2012-12-15

アラビアン・ナイトの世界 [前嶋信次著]


1970年に発行された前嶋先生のアラビアン・ナイト解説本の文庫版。前嶋先生はアラビアン・ナイトの全説話を日本語訳にすることを始めた方。

前半は前嶋先生とアラビアン・ナイトとの出会いと、平凡社の東洋文庫から出版することになった経緯などが語られている。さらに研究者によるアラビアン・ナイト起源説をめぐるこれまでの学術論争などについて書かれ、アラビアン・ナイトとその他の古典文学との類似性について論証している。シンドバードとオデュッセイアの類似点などの検討。さらに、アラビアン・ナイトが各地域の説話から影響を受けていることを読者に知ってもらうために、アラビアン・ナイトから一つの物語を取り出して掲載している。

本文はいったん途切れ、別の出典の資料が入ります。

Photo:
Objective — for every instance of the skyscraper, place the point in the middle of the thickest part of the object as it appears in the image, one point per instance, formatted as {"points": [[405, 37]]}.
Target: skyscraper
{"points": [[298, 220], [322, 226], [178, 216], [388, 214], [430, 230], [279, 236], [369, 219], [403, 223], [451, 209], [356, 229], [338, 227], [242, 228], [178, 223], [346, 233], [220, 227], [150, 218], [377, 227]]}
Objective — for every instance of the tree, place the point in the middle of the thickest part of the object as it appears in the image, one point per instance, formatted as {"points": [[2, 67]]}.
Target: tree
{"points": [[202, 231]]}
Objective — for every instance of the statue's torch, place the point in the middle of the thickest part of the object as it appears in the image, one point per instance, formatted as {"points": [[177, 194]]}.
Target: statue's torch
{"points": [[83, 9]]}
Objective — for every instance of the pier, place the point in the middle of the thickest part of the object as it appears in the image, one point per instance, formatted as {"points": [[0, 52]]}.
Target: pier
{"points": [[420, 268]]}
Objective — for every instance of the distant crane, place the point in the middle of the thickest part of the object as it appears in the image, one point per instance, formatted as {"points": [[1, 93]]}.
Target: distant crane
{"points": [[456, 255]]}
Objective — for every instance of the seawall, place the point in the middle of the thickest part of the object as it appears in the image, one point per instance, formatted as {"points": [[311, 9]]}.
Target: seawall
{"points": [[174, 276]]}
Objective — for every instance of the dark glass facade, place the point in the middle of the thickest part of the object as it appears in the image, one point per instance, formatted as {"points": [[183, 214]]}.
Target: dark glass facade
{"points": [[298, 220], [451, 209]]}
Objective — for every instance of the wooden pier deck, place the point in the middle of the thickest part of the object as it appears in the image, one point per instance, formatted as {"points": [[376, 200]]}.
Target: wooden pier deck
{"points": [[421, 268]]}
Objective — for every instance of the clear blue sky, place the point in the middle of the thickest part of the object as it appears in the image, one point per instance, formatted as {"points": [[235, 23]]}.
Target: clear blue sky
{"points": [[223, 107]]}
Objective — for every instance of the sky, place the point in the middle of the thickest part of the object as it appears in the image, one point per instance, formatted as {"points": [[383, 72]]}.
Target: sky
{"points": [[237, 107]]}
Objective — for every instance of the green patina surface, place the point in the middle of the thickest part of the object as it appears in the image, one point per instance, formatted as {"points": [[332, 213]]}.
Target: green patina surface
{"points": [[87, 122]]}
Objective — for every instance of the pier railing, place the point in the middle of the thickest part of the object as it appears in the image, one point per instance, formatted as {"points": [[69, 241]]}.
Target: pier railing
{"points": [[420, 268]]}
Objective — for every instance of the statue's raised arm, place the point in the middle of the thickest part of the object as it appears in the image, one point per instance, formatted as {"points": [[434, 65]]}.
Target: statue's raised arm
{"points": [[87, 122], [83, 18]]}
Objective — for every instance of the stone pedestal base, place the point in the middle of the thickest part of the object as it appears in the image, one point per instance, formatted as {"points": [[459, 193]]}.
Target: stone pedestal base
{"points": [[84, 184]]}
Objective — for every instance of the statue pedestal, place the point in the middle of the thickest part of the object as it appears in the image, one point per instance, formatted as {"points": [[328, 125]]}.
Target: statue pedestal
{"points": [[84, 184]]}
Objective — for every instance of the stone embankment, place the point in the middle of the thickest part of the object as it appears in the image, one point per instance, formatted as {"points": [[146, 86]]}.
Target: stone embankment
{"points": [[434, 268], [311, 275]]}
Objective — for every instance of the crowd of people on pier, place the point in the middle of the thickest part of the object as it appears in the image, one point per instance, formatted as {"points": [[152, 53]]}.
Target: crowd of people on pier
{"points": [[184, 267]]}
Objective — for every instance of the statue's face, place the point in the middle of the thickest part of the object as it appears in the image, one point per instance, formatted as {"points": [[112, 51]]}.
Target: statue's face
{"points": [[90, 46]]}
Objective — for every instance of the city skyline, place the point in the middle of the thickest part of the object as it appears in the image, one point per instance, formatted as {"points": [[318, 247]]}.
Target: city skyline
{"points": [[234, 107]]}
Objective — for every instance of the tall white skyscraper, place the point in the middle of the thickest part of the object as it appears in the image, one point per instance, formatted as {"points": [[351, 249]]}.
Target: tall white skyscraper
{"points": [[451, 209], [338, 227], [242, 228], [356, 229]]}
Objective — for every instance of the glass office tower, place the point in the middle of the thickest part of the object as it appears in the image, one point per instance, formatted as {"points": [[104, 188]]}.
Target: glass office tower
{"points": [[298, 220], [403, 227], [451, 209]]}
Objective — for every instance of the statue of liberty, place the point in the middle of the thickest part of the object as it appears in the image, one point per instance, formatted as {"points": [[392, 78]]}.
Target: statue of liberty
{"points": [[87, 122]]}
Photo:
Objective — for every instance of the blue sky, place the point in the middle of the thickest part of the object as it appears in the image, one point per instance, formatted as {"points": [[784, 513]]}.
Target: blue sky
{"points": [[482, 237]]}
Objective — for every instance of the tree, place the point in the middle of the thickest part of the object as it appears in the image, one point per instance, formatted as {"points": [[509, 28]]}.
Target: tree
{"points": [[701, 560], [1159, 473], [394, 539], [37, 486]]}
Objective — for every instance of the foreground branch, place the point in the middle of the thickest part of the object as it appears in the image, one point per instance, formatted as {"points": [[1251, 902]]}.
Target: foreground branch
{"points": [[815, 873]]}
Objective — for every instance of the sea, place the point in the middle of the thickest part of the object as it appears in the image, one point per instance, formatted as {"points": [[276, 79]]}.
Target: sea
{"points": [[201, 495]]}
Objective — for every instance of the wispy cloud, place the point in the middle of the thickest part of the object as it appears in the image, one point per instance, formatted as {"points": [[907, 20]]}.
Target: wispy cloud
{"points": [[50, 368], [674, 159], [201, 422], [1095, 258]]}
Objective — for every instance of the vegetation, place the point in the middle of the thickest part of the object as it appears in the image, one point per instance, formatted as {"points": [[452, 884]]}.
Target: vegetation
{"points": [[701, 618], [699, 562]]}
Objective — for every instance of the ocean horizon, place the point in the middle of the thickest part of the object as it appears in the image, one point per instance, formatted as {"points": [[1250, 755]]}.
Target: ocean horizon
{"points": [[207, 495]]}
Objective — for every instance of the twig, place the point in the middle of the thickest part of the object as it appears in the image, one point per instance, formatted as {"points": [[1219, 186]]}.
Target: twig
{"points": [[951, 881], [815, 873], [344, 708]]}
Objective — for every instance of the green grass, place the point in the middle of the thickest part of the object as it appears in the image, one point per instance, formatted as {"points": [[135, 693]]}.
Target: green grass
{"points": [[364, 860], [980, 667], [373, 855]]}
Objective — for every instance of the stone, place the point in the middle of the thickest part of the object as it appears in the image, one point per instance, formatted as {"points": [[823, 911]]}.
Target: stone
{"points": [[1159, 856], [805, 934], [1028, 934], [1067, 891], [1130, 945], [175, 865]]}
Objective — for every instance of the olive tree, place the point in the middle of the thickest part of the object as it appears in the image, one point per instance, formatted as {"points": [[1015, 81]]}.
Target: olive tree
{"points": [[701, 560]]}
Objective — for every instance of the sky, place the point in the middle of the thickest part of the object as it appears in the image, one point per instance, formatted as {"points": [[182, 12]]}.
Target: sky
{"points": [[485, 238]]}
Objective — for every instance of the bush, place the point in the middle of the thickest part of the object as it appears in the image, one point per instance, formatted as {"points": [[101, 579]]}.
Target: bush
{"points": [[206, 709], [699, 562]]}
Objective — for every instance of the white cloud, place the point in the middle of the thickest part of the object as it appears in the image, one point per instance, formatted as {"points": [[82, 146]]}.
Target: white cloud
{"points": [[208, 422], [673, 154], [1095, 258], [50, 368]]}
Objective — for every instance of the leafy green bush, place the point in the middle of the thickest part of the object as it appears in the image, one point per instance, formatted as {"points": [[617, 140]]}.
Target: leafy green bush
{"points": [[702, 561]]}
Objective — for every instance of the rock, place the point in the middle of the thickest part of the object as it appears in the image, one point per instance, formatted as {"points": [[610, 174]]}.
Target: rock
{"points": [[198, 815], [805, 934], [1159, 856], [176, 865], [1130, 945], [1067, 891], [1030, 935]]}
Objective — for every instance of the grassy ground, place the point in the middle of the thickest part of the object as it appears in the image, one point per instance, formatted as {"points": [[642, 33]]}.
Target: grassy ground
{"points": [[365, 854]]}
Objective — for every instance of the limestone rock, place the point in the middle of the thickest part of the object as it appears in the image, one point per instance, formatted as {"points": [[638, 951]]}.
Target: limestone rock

この本の目的は学術的な考察なのだけれど、わかりやすい文章で読み物として楽しめる。

別巻を除いて全18巻発行されているが、前嶋先生は12巻の途中で力尽きてしまわれた。池田修先生が引き継いで日本語版アラビアン・ナイトが全巻刊行されたという経緯がある。私は10年近くかけて全巻読破した。あれからさらに10年以上経って、偶然この本を見つけて読んで、アラビアン・ナイトの面白さを思い出した。

アラビアン・ナイトを読んでいる時からずっとバグダッドに行ってみたいと思っている。アラビアン・ナイトの時代の面影はもう街中にないだろうけれど、バグダッドという町をこの目で見てみたい。私が老人になって死ぬまでの間にはバグダッドが平穏な町に戻る日が来ると思う。それまで待つつもり。